Eisner's Prom Queen sets precedent
Michael Eisner’s Vuguru, one of the first studios dedicated to Internet video production, announced a stage-setting deal on Monday.
The studio, owned by Eisner’s The Tornante Company, sold its Internet original series, Prom Queen and Prom Queen: Summer Heat, to French company Cyber-Group Animation and to Japanese company Rights Entertainment. Cyber-Group Animation will distribute the show across wireless mobile, broadband, traditional TV and home video platforms. Rights Entertainment will distribute a Japanese-language version of the show and create a localized version.
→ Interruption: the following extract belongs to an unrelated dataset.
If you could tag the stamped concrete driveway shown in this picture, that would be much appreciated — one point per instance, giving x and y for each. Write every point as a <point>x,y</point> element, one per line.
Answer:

Prom Queen originally premiered on portals such as MySpace and Veoh.com – which is partially funded by Tornante — where it was viewed by more than 15 million people during its summer run. It did well enough to spawn a successor, Summer Heat.
Putting that in context, in the week of Oct. 2, CSI: Miami attracted an average of 15.08 million viewers, demonstrating how the gap between TV and Internet is rapidly narrowing. That explains, in part, why companies like Eisner’s are on to something.
What Eisner’s deal shows is that there is an after-market for the professional production, syndication and distribution of short-form series created originally for the Internet. At this point, it may not be the most lucrative market – it’s not selling Friends to TV stations, but we’ll probably never see that day again – but Web 2.0 is a digital Wild West as far as Hollywood is concerned.
Eisner’s deal should be great news to entrepreneurial producers. The business of traditional syndication – selling domestically-produced TV shows to domestic TV stations – is all grown up. Most of syndication’s big shows – Oprah, Entertainment Tonight, Wheel of Fortune, Jeopardy!, Judge Judy – have been on forever, they have a steady (although declining) viewer base, and stations have them renewed out for years. That doesn’t mean syndication is failing, but it does mean it’s crowded. New shows have a hard time breaking through, because old shows are firmly entrenched. The big shows – the Oprahs, the Phils – make tons of money and they aren’t going anywhere. That’s why producers are well-served by looking beyond TV.
Eisner is certainly not the first person to grasp this concept. Reality uber-producer Mark Burnett has produced shows for AOL (one called Gold Rush, in fact), and plenty of Web sites (Funnyordie.com, MyDamnChannel.com) are popping up, hoping to get a toehold in these early days. Eisner is the first one to broker an international deal for a short-form Internet series, but it won’t be long before buying and selling short-form multi-platform content and looking for the next big Internet hit – like the syndication market of old – will be business as usual.